• TIA/USDT dropped 9.3% in 24 hours, hitting a low of $1.687 before consolidating near $1.707.
• Heavy volume during the 19:30–20:30 ET selloff, indicating short-term bearish pressure.
• RSI (14) briefly oversold at 28.5, suggesting possible near-term rebounds.
• Price remains below key 50-period MA and Fibonacci 61.8% retracement at $1.72.

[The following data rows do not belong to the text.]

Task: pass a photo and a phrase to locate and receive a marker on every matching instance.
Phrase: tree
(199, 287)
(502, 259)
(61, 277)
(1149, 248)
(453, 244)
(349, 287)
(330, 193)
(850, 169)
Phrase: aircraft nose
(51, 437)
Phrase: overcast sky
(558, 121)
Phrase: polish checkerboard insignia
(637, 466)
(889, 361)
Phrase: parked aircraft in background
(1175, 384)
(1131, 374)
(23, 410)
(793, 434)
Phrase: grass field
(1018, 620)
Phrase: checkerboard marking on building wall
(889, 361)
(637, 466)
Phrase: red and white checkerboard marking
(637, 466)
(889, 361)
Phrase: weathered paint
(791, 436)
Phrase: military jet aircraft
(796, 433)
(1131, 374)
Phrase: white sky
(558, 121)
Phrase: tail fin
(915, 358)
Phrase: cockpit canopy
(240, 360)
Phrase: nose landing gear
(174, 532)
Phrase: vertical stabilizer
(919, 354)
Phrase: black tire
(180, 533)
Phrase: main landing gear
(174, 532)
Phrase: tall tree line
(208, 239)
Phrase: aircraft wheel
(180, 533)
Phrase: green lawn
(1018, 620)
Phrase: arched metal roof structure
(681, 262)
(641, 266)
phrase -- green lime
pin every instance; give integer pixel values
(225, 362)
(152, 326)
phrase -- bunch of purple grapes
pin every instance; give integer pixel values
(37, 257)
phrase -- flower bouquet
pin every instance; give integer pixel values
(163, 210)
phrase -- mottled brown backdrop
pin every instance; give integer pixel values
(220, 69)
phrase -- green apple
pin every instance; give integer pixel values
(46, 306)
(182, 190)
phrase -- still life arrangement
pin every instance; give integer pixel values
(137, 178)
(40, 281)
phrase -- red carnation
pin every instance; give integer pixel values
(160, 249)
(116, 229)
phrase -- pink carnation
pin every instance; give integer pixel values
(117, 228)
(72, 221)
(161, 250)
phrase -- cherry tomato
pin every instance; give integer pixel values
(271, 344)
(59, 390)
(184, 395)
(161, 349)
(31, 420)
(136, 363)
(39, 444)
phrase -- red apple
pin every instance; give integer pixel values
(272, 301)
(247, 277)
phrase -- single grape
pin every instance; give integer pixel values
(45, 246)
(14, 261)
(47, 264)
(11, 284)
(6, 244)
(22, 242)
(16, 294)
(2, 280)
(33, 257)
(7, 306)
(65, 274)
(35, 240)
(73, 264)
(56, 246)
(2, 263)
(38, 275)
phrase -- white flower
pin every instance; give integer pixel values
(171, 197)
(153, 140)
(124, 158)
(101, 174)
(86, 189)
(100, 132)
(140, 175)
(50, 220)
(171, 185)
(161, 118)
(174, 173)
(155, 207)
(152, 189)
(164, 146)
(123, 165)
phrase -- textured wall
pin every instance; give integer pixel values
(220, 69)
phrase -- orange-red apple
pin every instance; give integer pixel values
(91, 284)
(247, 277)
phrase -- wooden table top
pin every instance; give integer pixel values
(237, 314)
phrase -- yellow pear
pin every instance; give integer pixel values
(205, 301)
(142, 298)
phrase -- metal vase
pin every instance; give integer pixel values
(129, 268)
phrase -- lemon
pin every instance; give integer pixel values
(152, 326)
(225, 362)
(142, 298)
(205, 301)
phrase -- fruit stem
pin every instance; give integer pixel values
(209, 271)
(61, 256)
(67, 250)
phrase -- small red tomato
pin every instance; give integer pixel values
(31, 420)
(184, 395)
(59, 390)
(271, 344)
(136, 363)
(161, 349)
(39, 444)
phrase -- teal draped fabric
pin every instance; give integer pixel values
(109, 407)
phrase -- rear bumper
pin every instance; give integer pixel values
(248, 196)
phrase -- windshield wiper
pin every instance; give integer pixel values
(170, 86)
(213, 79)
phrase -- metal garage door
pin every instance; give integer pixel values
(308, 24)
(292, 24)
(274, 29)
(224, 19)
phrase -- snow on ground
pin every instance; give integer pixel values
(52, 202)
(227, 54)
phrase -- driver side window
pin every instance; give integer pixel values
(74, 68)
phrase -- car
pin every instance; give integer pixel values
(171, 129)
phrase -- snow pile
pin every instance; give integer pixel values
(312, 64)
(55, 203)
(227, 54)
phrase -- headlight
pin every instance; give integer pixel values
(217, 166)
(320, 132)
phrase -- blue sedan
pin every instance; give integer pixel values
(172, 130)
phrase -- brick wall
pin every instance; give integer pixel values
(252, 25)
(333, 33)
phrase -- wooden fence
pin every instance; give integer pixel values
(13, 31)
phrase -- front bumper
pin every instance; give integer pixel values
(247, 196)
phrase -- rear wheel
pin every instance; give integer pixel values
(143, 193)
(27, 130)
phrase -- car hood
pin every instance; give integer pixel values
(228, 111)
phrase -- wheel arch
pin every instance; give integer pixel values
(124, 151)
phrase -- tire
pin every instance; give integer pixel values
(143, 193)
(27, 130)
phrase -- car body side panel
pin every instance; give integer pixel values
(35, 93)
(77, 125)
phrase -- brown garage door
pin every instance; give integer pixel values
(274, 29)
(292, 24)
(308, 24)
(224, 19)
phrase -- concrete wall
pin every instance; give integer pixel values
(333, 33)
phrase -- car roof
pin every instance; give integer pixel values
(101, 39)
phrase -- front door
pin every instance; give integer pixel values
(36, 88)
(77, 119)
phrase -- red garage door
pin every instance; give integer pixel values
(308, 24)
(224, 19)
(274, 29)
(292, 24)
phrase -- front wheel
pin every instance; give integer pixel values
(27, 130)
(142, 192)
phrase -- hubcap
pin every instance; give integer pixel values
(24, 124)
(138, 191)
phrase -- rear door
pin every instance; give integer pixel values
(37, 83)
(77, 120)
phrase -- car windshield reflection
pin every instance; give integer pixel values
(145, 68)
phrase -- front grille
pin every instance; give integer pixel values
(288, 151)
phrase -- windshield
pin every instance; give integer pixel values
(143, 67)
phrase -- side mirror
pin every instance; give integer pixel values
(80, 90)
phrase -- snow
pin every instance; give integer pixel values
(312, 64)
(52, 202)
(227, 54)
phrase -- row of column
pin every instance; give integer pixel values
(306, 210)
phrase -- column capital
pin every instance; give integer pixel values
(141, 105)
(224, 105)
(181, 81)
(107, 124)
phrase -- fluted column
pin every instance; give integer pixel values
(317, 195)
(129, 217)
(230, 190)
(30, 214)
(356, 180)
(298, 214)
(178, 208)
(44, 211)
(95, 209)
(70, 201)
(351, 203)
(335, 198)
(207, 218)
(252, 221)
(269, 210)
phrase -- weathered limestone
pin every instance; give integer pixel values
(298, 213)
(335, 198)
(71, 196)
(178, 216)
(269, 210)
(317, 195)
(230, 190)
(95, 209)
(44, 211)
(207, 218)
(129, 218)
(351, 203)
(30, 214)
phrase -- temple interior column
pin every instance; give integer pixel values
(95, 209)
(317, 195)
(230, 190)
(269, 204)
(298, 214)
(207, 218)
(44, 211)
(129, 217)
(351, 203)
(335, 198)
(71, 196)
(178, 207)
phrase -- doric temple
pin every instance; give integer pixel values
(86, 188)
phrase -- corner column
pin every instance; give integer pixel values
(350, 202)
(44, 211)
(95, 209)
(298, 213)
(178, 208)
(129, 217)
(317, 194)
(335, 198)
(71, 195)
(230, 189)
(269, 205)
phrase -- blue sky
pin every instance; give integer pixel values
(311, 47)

Celestia/Tether (TIAUSDT) opened at $1.728 on 2025-09-19 at 12:00 ET and closed at $1.707 on 2025-09-20 at 12:00 ET, experiencing a 24-hour low of $1.687 and high of $1.748. The total volume traded was 3,570,715.61 TIA, with a notional turnover of $5,951,457. The pair has shown bearish momentum and consolidation near key support levels.
Structure & Formations
Price formed a bearish continuation pattern, with a large down-wave from $1.748 to $1.687 followed by a shallow rebound. A key resistance level forms near $1.726–1.733, as indicated by failed breakouts and a bearish engulfing pattern around 00:30–01:30 ET. A bullish harami formed in the 02:30–03:15 ET window, hinting at short-term indecision. Support appears to hold at $1.707, with Fibonacci 61.8% retracement of the $1.687–$1.748 swing also near this level.
Moving Averages
On the 15-minute chart, the price has remained below both the 20 and 50-period MAs, with the 50 MA acting as a dynamic resistance around $1.716–1.726. The 20 MA crossed below the 50 MA in a bearish signal earlier in the session. On the daily chart, the 50-period MA sits at $1.735, and the 100-period MA at $1.739. The 200-period MA is at $1.744, reinforcing a bearish bias as price remains below all three.
MACD & RSI
MACD (12,26,9) shows a bearish crossover with a negative histogram, and the zero line is being tested as support. RSI (14) reached oversold territory at 28.5 during the 23:30–00:15 ET period, suggesting a potential bounce but has since rebounded to neutral levels (~50). This could indicate exhaustion in the current bearish move, though without a clear bullish reversal, momentum remains bearish.
Bollinger Bands
Volatility expanded during the 19:30–20:30 ET sell-off, with the bands widening significantly. Price remained near the lower band for much of the session, indicating oversold conditions. A contraction occurred during the 05:00–06:15 ET consolidation, suggesting potential for a breakout or reversal. Price is now testing the middle band, with the upper band currently at $1.733–1.745, which could see renewed testing if buying pressure resumes.
Volume & Turnover
Volume spiked during the 19:30–20:30 ET selloff, with a 15-minute volume of 164,622.57 TIA and a turnover of $285,095, reinforcing the bearish breakout. Later in the session, volume diminished, with the highest turnover occurring in the early morning and late afternoon. Notable divergence is visible between the price rebound and lower volume, suggesting weak conviction in the recovery.
Fibonacci Retracements
Key retracement levels from the $1.687–$1.748 swing include 23.6% at $1.726, 38.2% at $1.733, and 61.8% at $1.738. The 61.8% level has acted as a pivot point, with the price finding resistance and retreating. The 50% level at $1.717 is currently being tested as a potential support/resistance zone, with mixed signals from candlestick patterns.
Backtest Hypothesis
Given the bearish bias in the 15-minute chart and the confirmation of key Fibonacci levels, a potential backtesting strategy could focus on short trades initiated when price breaks below the 50-period MA with a volume spike above the 20-period average. A stop-loss could be placed just above the 61.8% Fibonacci retracement, and a target set at the 38.2% level. This aligns with the observed bearish momentum and resistance at $1.726–1.733. The recent failure to reclaim $1.733 suggests a high probability of a retest at these levels, offering a favorable risk-reward setup for short-term traders.